After my neighbor disappeared overnight, everyone talked about it for months, but no one seemed to question the fact or find it strange. No one had looked for him, not even his wife or one of his four children. Everyone in Hà Nam believed that he had moved south. Just like that, without luggage, without saying goodbye.

I don't remember how old I was then. I just remember watching too many crime TV shows for my age. The first night after he disappeared, I had a suspicion that I shared with my mother:

"Someone must have killed him."

My mother laughed:

"Who would have killed him? It's Hà Nam, not Macau!"

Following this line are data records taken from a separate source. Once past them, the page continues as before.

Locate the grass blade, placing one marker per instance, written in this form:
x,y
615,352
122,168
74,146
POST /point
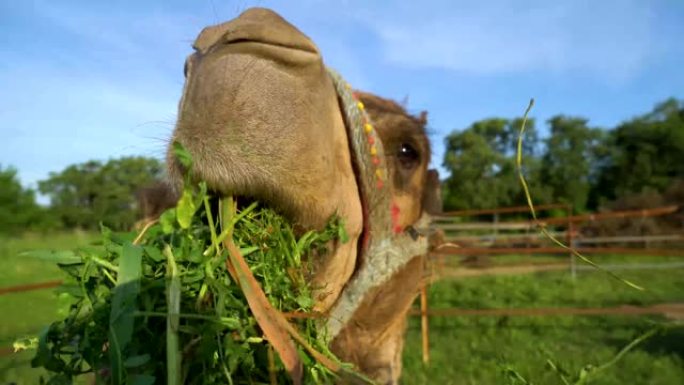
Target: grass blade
x,y
173,287
269,319
528,196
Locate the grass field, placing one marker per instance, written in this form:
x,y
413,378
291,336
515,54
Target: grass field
x,y
465,350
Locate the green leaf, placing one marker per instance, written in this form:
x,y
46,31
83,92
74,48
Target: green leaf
x,y
186,209
62,256
135,361
173,290
126,293
141,379
167,220
154,253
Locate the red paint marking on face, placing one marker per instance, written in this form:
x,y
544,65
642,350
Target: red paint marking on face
x,y
396,227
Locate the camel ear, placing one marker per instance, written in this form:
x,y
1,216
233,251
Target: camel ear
x,y
423,121
432,194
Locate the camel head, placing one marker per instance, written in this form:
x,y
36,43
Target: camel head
x,y
263,119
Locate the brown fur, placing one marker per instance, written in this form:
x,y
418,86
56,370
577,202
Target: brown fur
x,y
260,117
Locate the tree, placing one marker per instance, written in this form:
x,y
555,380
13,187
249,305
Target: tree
x,y
481,162
84,195
566,166
18,208
644,153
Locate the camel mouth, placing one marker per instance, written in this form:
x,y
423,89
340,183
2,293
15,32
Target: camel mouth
x,y
305,48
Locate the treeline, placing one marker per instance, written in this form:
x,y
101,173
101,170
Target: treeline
x,y
81,196
640,162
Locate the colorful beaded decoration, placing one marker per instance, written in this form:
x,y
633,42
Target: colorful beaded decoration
x,y
368,153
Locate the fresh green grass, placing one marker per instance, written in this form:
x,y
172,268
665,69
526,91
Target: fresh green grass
x,y
464,350
24,314
476,350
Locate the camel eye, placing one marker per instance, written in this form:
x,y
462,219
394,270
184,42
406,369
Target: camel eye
x,y
408,155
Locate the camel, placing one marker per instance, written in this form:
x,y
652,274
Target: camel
x,y
264,118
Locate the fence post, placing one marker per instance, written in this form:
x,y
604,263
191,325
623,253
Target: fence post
x,y
570,239
424,324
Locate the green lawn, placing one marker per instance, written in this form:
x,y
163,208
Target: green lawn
x,y
475,350
24,314
465,350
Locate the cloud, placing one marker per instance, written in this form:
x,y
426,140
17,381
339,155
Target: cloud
x,y
612,39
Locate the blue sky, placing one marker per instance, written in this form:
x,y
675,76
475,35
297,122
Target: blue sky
x,y
83,80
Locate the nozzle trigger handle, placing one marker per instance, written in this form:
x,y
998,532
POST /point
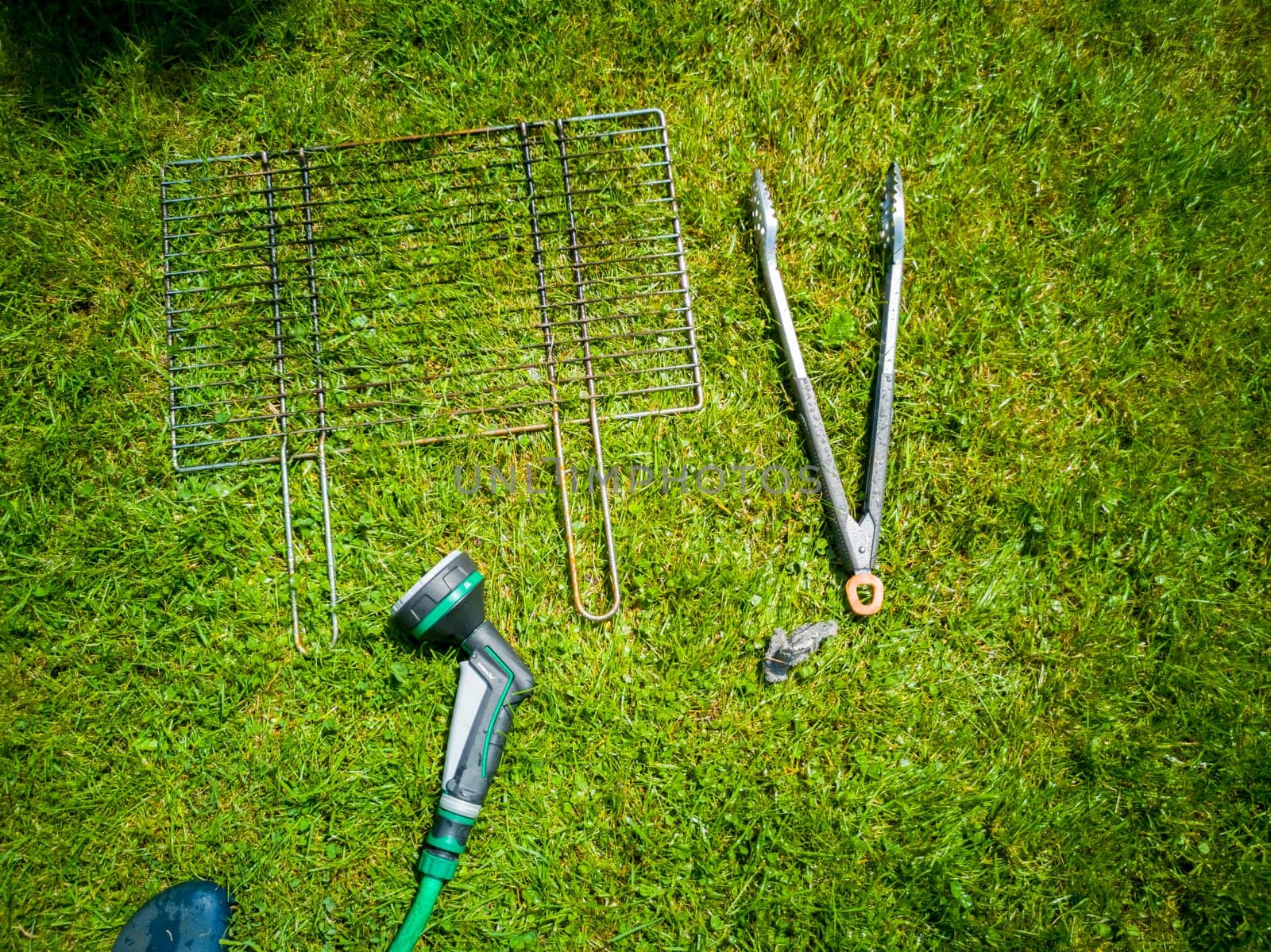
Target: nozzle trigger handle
x,y
493,683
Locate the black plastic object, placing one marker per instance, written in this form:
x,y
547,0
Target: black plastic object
x,y
190,916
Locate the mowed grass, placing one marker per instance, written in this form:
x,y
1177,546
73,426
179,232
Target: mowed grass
x,y
1054,735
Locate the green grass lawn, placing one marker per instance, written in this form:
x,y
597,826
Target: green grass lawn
x,y
1055,735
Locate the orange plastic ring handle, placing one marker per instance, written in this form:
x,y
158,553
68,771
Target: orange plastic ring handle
x,y
864,580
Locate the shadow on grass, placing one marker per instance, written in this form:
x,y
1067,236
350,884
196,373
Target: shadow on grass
x,y
52,52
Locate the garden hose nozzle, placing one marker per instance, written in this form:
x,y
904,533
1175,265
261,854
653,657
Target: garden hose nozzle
x,y
446,607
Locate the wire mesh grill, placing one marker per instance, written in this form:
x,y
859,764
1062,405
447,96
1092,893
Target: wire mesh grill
x,y
493,281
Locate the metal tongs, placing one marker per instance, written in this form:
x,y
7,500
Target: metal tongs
x,y
857,542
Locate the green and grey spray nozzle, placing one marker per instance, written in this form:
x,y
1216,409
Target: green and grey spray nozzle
x,y
448,607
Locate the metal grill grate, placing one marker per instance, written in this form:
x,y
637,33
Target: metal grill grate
x,y
493,281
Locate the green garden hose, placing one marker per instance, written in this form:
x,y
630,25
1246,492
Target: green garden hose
x,y
417,919
446,607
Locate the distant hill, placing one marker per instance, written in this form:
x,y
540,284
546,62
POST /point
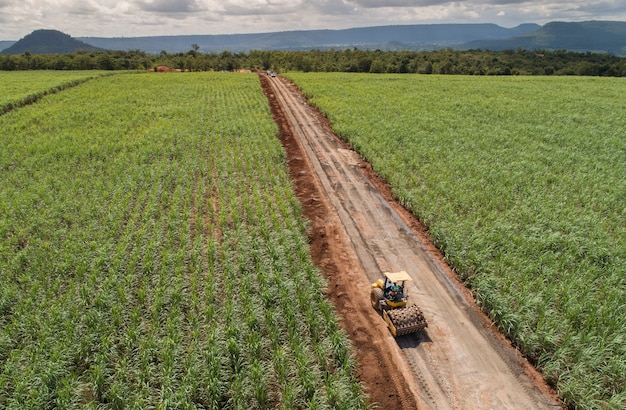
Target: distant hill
x,y
594,36
5,44
48,42
406,37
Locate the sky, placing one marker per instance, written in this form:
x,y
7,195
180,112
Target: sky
x,y
134,18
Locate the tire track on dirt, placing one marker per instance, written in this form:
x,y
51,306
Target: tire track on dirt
x,y
459,361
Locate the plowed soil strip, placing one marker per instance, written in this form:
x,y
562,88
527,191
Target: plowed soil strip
x,y
459,361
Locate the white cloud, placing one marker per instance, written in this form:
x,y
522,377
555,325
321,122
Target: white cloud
x,y
110,18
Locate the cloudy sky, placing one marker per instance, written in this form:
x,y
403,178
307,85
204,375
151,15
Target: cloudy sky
x,y
130,18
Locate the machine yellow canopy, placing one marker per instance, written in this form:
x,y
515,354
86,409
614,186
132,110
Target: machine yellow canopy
x,y
397,276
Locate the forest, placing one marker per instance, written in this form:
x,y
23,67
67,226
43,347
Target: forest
x,y
444,61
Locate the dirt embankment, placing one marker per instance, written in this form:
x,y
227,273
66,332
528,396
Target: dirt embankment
x,y
358,231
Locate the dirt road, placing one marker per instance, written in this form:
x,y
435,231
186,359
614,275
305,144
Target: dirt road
x,y
357,231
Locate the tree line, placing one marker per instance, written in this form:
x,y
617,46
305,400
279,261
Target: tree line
x,y
444,61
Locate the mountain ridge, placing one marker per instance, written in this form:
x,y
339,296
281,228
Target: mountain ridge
x,y
587,36
46,41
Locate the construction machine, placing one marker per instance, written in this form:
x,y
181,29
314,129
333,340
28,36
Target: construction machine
x,y
389,296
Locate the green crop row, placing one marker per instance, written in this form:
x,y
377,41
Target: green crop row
x,y
25,87
153,254
521,182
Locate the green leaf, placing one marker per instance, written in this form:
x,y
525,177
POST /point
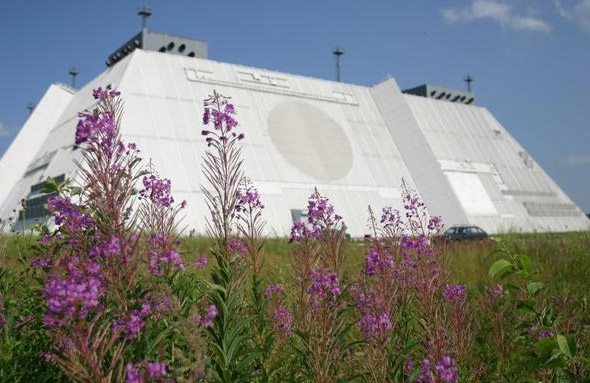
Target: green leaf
x,y
534,287
526,306
75,190
525,263
563,345
500,268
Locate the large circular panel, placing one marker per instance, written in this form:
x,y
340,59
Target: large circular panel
x,y
310,140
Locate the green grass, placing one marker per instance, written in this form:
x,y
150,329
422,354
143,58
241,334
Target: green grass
x,y
561,261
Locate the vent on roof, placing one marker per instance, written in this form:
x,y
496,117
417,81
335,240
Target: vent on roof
x,y
439,93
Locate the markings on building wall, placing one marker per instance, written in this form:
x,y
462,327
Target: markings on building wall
x,y
267,83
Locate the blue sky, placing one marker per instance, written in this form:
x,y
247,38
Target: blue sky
x,y
530,58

Most of the crime shows we watched in those days were about stories that took place in Macau, if I remember correctly.

My cousin was the only one who shared my suspicion. We talked about who might have done it. She was four years older than me and very social. She had a lot of friends and a lot of inside information. She told me that he was a gambling addict and she suspected that someone killed him because he couldn't pay his debts.

"Who could he have owed money to?" I asked.

"Well, who has the most money in Hà Nam?" my cousin replied, looking at me conspiratorially. We were both thinking of the same person: the doctor who was known to give out high-interest loans.

"But why would he kill him? He won't get the money back."

"What if it was suicide to get out of debt?"

"But then the body would have been found somewhere! It must have been murder!"

"So we must find the body."

We spent the following weeks looking for the body. We didn't tell anyone, and no one suspected anything. After many unsuccessful days, we were about to give up when a TV series gave us an idea: In this series, a woman had killed her husband and fed him to pigs. According to the episode, the pigs ate everything but the hair. My cousin and I looked at each other, half stunned, half enlightened. Now everything was clear. In Hà Nam, almost every household had pigs, and one of the doctor's daughters was a hairdresser. No one would have thought that the hair in their garbage belonged to a dead person. We told our mothers, but they didn't believe us. They said the doctor never gave the neighbor any money. He left because he wasn't happy with his life in Hà Nam, because he was a lazy dog, because he was a weakling, because he didn't want to take responsibility for his family. He never did. And his wife and children were lucky to be rid of him.

In the weeks that followed, we developed other theories: that his wife had killed him because he was a lazy dog. And maybe her family helped her hide the body. Or that he got drunk and was run over. That someone killed him and took his organs to sell on the black market... Later we came up with the idea that maybe he lost his memory overnight and couldn't find his way home.

We were willing to believe anything, but not that he had just abandoned his family.